Jobs don’t come more rewarding than the charity sector, which is where BU graduate Karl Hoods has made his home, working for Save the Children as Chief Information Officer (CIO).
Working with computers has always been second nature to Karl, bringing him to BU in the early 90s to study Information and Systems Management at BU, graduating in 1996.
Looking back on his time at BU, it's clear that Karl has a sense of fondness for the place, with some of the subjects still paying dividends in his current role:
“I remember a great sense of fun, a real balance between the life and the course, the subjects we were on, and many of those subjects still stick in your head today," he said.
"It was a good balance between academia and doing some real hands-on work and gave a real foundation that you can use and draw on, which I am still drawing on today. Being able to apply that and being able to grow is great.
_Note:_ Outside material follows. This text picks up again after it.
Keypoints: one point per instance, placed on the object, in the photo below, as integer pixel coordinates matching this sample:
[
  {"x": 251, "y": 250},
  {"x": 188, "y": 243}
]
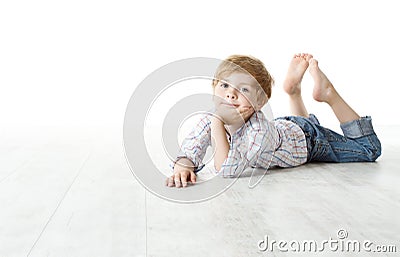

“Things like databases and having conversations on things like the techniques that you got to use there. That kind of real foundation is an exciteful part of the degree. It’s quite good to go back and have a visit to see how much it’s changed - I've still got friends who I still speak to today and see on a monthly basis.”
Bournemouth and BU played a major role in Karl's life - even bringing him together with his wife! “The thing I remember the most about the environment there was living in a hotel, I don’t think there was much in the way of student accommodation at the time. The night life was great, the Hot House, Dylan’s and then the Old Fire Station in our final year. Bournemouth was and still is a great place to be.”
Karl has been back to visit since leaving and, while a lot has changed, the feeling of being back at University still brings back memories, “It has changed quite a lot, the campus has almost changed beyond recognition. But the new facilities are amazing, so anyone going there now is going to have a different experience.
“I definitely miss the beach. The things that I am most proud of are my wife and I and my group of friends and the type of experience that we had there, we really made friends for life.”
While at BU, Karl did a year-long placement with Siemens, a company still offering placements to BU students. The placement year was formative in helping Karl get a foot into the industry, and left such an impression that Karl went on to take a BU placement student of his own!
“Spending a year out and trying to applying what you had you learnt and actually learning what businesses do on a day-to-day basis and working for a big organisation like Siemens gave you lots of experience."
On leaving BU, Karl started at a small start-up in London, working as a developer, moving around smaller companies cutting his teeth. “Working for start-ups gives you that exposure to use all those elements of the degree,” said Karl.
From there, Karl moved through project management and consultancy roles and worked with central government at the Department for Education before landing in the not-for-profit sector.
Karl’s current role might not be the most straightforward, but the IT issues are the same at Save the Children as any other business. Karl explains: “We don’t have a product to sell, so it’s all about creating an emotional attachment; when we speak to colleagues in the banking sector, they have the same problems that they are trying to deal with, it’s just that we don’t have the money to throw at it like they do, which gives us some interesting challenges.”
It provides other challenges too, from charity shops to running projects in countries around the world that don’t have particularly high levels of infrastructure, something Karl relishes.
“We’ve got 12,000 volunteers in the UK alone, so there is a wide spread of challenges and there are lots and lots of things we do, with applications, services, systems which we do the majority of in-house.”
So if you are looking to follow in Karl’s career progression, where do you start?
“The best advice is don’t be afraid to try different things, and don’t be afraid to fail," Karl said.
"I think that’s part of the learning experience, to take risks. Don’t be afraid to ask questions. One thing I’ve learnt in my career is to ask loads of questions. Don’t be afraid to challenge in any way.”